A Itália registou 627 mortes associados à doença covid-19 nas últimas 24 horas, o pior registo desde o passado dia 05 de janeiro (649), informou esta quarta-feira o Ministério da Saúde italiano.

Trata-se de um aumento expressivo face aos indicadores divulgados nos últimos dois dias: 296 mortes na segunda-feira e 421 na terça-feira.

Com os dados divulgados hoje, o número total de mortes recenseadas no território italiano desde o início da crise pandémica, em fevereiro de 2020, situa-se agora nos 112.374, de acordo com a mesma fonte.

Itália é o sexto país no mundo com mais mortes relacionadas com a covid-19, depois dos Estados Unidos (556.561), Brasil (336.947), México (204.985), Índia (166.177) e do Reino Unido (127.126), segundo a contagem da universidade norte-americana Johns Hopkins.

Os novos contágios pelo novo coronavírus contabilizados nas últimas 24 horas em Itália foram 13.708, quase o dobro em comparação com o dia anterior (7.767), um possível reflexo do reforço da capacidade de testagem: quase 340 mil testes de diagnóstico realizados num dia.

Mesmo assim, as novas infeções são consideravelmente mais baixas do que as registadas na semana passada, muitas vezes acima dos 20.000 casos diários.

Desde o início da pandemia, o país totaliza 3.700.393 casos de pessoas que ficaram infetadas, de acordo com o boletim informativo do Ministério da Saúde italiano.

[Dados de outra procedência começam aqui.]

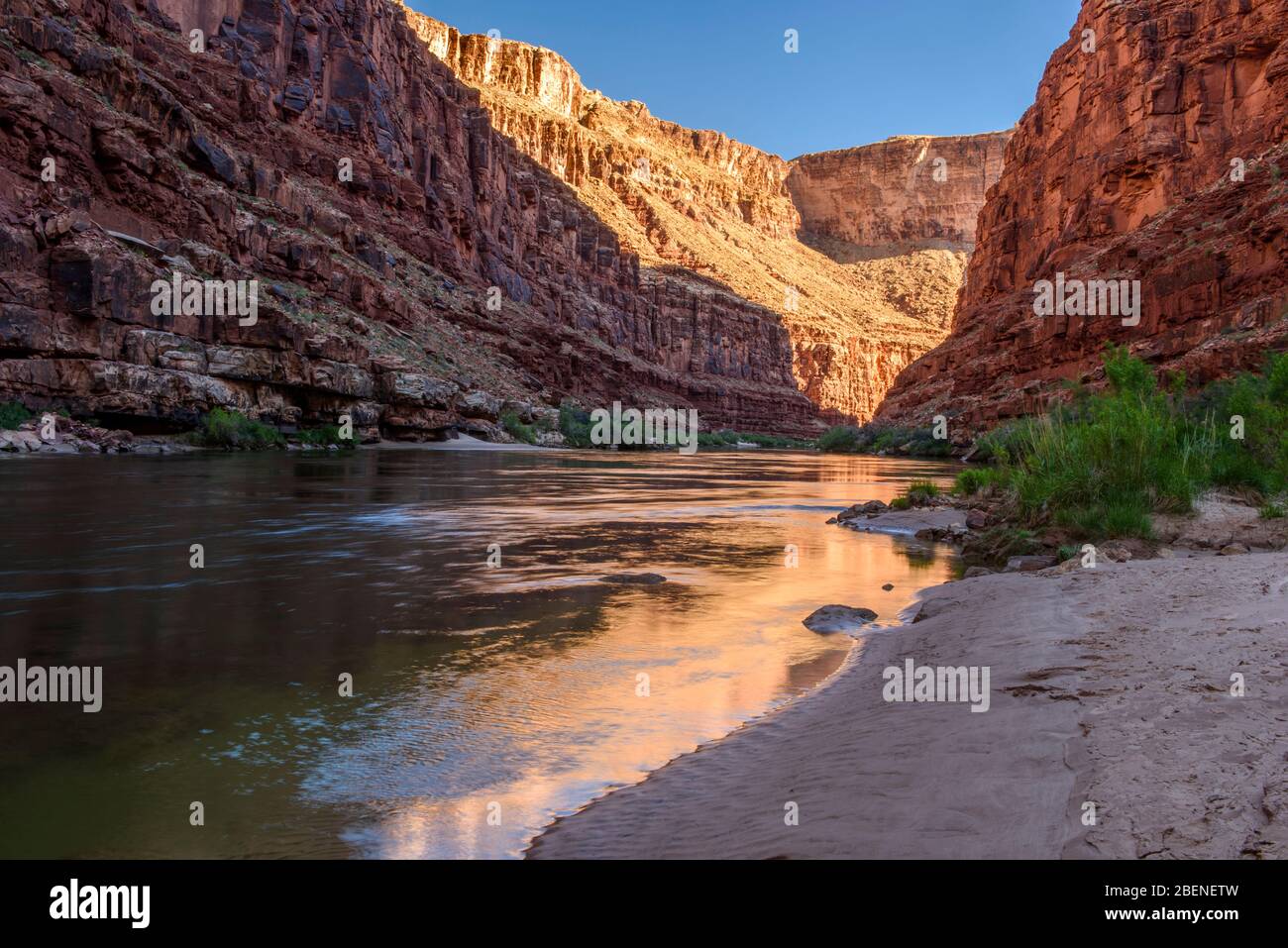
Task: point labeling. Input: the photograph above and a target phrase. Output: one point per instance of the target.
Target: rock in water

No que diz respeito aos recuperados, o país regista um total de 3.040.182, um aumento de 20.927 recuperações face ao dia anterior.

Existem 547.837 casos de covid-19 que estão atualmente ativos em Itália, um decréscimo de 7.868 casos em relação a terça-feira.

A grande maioria destes doentes estão nas respetivas casas com sintomas ligeiros da doença ou estão assintomáticos.

A pressão sobre os hospitais italianos verificou um ligeiro decréscimo nas últimas 24 horas, com menos 81 pessoas hospitalizadas, com um total de 23.999 doentes internados.

A campanha de vacinação em Itália prossegue e um total de 3.593.223 pessoas em todo o país, número que inclui sobretudo profissionais do setor da saúde e idosos com mais de 80 anos, já foram inoculadas com as duas tomas necessárias das vacinas Pfizer/BionTech, Moderna e AstraZeneca/Oxford.

As autoridades da região de Lazio, onde fica a capital do país, Roma, traçaram hoje a meta de vacinar entre 80% a 90% da sua população “antes do próximo mês de agosto”, mas admitiram que este objetivo irá depender das doses de vacinas recebidas no país.

“Para atingir este objetivo deveríamos ter a garantia de receber 15 milhões de doses por mês no país. Como (região) Lazio representa 10% (na distribuição regional definida na campanha de vacinação), deviam chegar 1,5 milhões de doses. Neste momento, não temos as doses necessárias para atingir esse número”, afirmou o responsável local para a área da saúde, Alessio D'Amato.

Os planos do Governo italiano é conseguir inocular 500.000 vacinas por dia após a chegada do fármaco unidose da Janssen (grupo Johnson & Johnson), prevista para 20 de abril.

Entretanto, o executivo decidiu reabrir a partir de hoje as escolas até ao primeiro ano do ensino secundário (12 anos), decisão que também abrangeu as regiões do país que estão classificadas como "zonas vermelhas", onde existe um nível mais alto de risco de contágio.

Em princípio, o país irá manter medidas restritivas durante todo o mês de abril.

A pandemia da doença covid-19 provocou pelo menos 2.874.984 mortos no mundo, resultantes de mais de 132,3 milhões de casos de infeção, segundo um balanço feito pela agência francesa AFP.

A doença é transmitida por um novo coronavírus (SARS-Cov-2) detetado em dezembro de 2019, em Wuhan, uma cidade do centro da China.